Josef Pieper, Leisure: The Basis of Culture
"Leisure is an attitude of the mind and a condition of the soul that fosters a capacity to perceive the reality of the world."
The German philosopher Josef Pieper's understanding of the relationship between leisure, culture, and learning is an essential element in the proper understanding of classical education.
The Wisdom of Socrates
"Wonder is the only beginning of philosophy."
The figure of Socrates is a towering one in the classical education movement. His influence is felt in everything from his powerful defense of the life of a philosopher in the Apology to his demonstration of our natural capacity for learning in the Meno to the famous allegory of the cave in the Republic.
Michael Polanyi, Personal Knowledge
"By watching the master and emulating his efforts in the presence of his example, the apprentice unconsciously picks up the rules of the art, including those which are not explicitly known to the master himself. These hidden rules can be assimilated only by a person who surrenders himself to that extent uncritically to the imitation of another. A society which wants to preserve a fund of personal knowledge must submit to tradition."

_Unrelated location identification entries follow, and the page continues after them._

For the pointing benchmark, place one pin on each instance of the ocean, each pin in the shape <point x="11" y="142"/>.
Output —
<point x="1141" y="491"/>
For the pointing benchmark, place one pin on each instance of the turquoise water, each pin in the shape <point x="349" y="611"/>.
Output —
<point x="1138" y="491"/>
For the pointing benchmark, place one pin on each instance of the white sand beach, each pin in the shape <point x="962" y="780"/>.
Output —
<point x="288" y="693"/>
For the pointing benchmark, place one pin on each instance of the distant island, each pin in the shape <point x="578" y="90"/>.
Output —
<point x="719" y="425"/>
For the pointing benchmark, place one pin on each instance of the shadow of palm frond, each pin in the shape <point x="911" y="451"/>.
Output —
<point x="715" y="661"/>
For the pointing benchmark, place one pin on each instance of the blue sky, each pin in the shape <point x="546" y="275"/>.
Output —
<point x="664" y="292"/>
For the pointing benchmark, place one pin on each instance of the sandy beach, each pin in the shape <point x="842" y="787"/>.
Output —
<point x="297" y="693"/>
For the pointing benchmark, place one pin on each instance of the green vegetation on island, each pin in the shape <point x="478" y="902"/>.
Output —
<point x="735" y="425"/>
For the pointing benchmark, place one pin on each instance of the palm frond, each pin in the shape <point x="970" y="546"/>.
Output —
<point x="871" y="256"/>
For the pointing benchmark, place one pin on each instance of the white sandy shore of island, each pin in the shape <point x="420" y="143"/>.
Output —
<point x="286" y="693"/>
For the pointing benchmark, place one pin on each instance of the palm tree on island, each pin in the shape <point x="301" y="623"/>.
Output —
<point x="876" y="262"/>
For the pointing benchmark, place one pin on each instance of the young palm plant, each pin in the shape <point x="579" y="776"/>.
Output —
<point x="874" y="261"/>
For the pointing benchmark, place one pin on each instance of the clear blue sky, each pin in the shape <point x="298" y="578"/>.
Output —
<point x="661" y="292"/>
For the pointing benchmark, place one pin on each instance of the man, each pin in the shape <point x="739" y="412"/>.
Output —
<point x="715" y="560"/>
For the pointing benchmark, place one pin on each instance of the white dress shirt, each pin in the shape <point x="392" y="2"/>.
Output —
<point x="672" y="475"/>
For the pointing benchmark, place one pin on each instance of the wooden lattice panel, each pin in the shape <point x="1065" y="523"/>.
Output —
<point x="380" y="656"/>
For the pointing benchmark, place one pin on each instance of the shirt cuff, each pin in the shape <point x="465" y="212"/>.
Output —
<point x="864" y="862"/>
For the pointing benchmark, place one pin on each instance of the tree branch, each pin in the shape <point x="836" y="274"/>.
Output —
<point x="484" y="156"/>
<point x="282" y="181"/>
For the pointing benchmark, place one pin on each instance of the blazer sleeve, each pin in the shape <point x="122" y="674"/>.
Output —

The classical education movement has sometimes been rightly criticized for being strong in the humanities but weak in mathematics and sciences. A part of the solution to this problem is the development of a proper and humane understanding of science and scientific education. The Hungarian-British polymath Michael Polanyi provides just such a framework in Personal Knowledge and his philosophy of critical realism.
Alfred North Whitehead, The Aims of Education
"In training a child to activity of thought, above all things we must beware of what I call 'inert ideas' — that is to say, ideas that are merely received into the mind without being utilized, or tested, or thrown into fresh combinations.”
Best known as a philosopher and preeminent mathematician, Alfred North Whitehead was also a brilliant educational thinker who emphasized the essential roles of intuition, reasoning, and what he called a "habitual vision of greatness."